Woods v. Morgan
This text of 72 F. App'x 725 (Woods v. Morgan) is published on Counsel Stack Legal Research, covering Court of Appeals for the Ninth Circuit primary law. Counsel Stack provides free access to over 12 million legal documents including statutes, case law, regulations, and constitutions.
Opinion
MEMORANDUM
Washington state prisoner El Trevino Woods appeals pro se the district court’s denial of his 28 U.S.C. § 2254 habeas corpus petition, which challenges his convictions for murder, attempted murder, and assault. We have jurisdiction pursuant to 28 U.S.C. § 2253(a). Reviewing de novo, [726]*726Alvarado v. Hill, 252 F.3d 1066, 1068 (9th Cir.2001), we affirm.

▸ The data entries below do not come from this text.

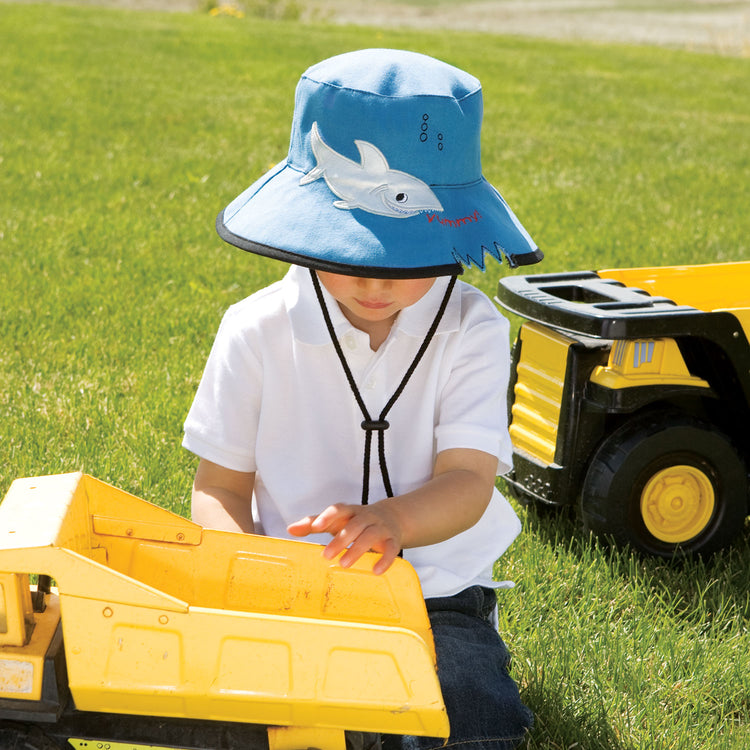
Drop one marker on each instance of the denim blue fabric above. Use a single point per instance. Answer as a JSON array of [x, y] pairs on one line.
[[482, 700], [383, 177]]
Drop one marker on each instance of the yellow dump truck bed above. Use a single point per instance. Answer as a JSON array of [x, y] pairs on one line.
[[163, 617], [711, 287]]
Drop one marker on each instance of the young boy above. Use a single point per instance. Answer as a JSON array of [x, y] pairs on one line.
[[361, 401]]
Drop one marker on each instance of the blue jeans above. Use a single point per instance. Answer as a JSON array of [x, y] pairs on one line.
[[482, 700]]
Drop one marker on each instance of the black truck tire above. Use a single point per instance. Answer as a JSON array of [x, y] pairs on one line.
[[20, 737], [666, 484]]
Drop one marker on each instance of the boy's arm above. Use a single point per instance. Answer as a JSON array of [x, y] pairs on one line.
[[222, 498], [451, 502]]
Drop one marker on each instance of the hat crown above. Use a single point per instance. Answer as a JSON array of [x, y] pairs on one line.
[[422, 114]]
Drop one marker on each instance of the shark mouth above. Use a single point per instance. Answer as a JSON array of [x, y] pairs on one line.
[[370, 185]]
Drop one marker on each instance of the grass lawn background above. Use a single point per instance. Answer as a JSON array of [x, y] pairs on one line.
[[123, 134]]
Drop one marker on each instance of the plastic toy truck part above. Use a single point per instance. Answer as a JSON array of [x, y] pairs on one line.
[[154, 616], [631, 396]]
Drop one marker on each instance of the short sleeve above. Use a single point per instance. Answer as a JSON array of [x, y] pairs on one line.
[[473, 402], [222, 423]]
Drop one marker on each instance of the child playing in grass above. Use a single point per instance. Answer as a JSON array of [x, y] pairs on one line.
[[361, 401]]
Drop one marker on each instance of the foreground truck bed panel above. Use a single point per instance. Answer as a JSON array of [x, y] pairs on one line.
[[162, 617]]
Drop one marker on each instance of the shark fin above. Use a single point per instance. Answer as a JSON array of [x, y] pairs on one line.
[[314, 174], [373, 161]]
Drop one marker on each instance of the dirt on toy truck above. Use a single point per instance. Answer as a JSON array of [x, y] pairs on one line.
[[631, 397], [158, 633]]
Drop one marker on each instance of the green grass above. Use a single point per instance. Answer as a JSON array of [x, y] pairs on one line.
[[123, 134]]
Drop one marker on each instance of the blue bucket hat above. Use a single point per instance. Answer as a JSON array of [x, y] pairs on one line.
[[383, 177]]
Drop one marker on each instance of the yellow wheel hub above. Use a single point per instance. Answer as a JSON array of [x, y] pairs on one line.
[[677, 503]]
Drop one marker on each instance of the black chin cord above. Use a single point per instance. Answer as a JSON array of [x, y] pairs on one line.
[[379, 425]]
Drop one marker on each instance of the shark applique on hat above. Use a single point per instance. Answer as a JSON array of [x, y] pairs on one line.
[[383, 177]]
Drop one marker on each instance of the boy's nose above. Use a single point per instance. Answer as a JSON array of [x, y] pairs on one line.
[[374, 285]]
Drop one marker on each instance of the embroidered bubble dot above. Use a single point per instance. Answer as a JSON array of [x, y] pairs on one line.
[[424, 134]]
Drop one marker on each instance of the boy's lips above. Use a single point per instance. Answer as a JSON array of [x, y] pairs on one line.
[[372, 304]]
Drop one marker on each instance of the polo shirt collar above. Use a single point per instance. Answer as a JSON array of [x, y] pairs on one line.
[[309, 327]]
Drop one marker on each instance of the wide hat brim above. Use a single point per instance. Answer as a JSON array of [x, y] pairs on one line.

Woods contends that his rights under the Confrontation Clause were violated when the trial court precluded admission of the gang affiliations of the state’s witnesses on cross-examination. However, the Washington Court of Appeals concluded that, given the apparent nature of Woods’s intended use of this evidence and the fact that Woods was able to impeach these witnesses by other means, the trial court’s decision was a proper exercise of that court’s discretion to limit introduction of unfairly prejudicial evidence. That conclusion was not contrary to or an unreasonable application of federal law as clearly established by the Supreme Court. See 28 U.S.C. § 2254(d)(1); Delaware v. Van Arsdall, 475 U.S. 673, 679, 106 S.Ct. 1431, 89 L.Ed.2d 674 (1986) (stating that trial judges retain “wide latitude” to place limits on cross-examination to alleviate unfair prejudice and that the Confrontation Clause is not violated by reasonable such limitations). The district court therefore properly denied Woods’s petition.1
AFFIRMED.
This disposition is not appropriate for publication and may not be cited to or by the courts of this circuit except as provided by Ninth Circuit Rule 36-3.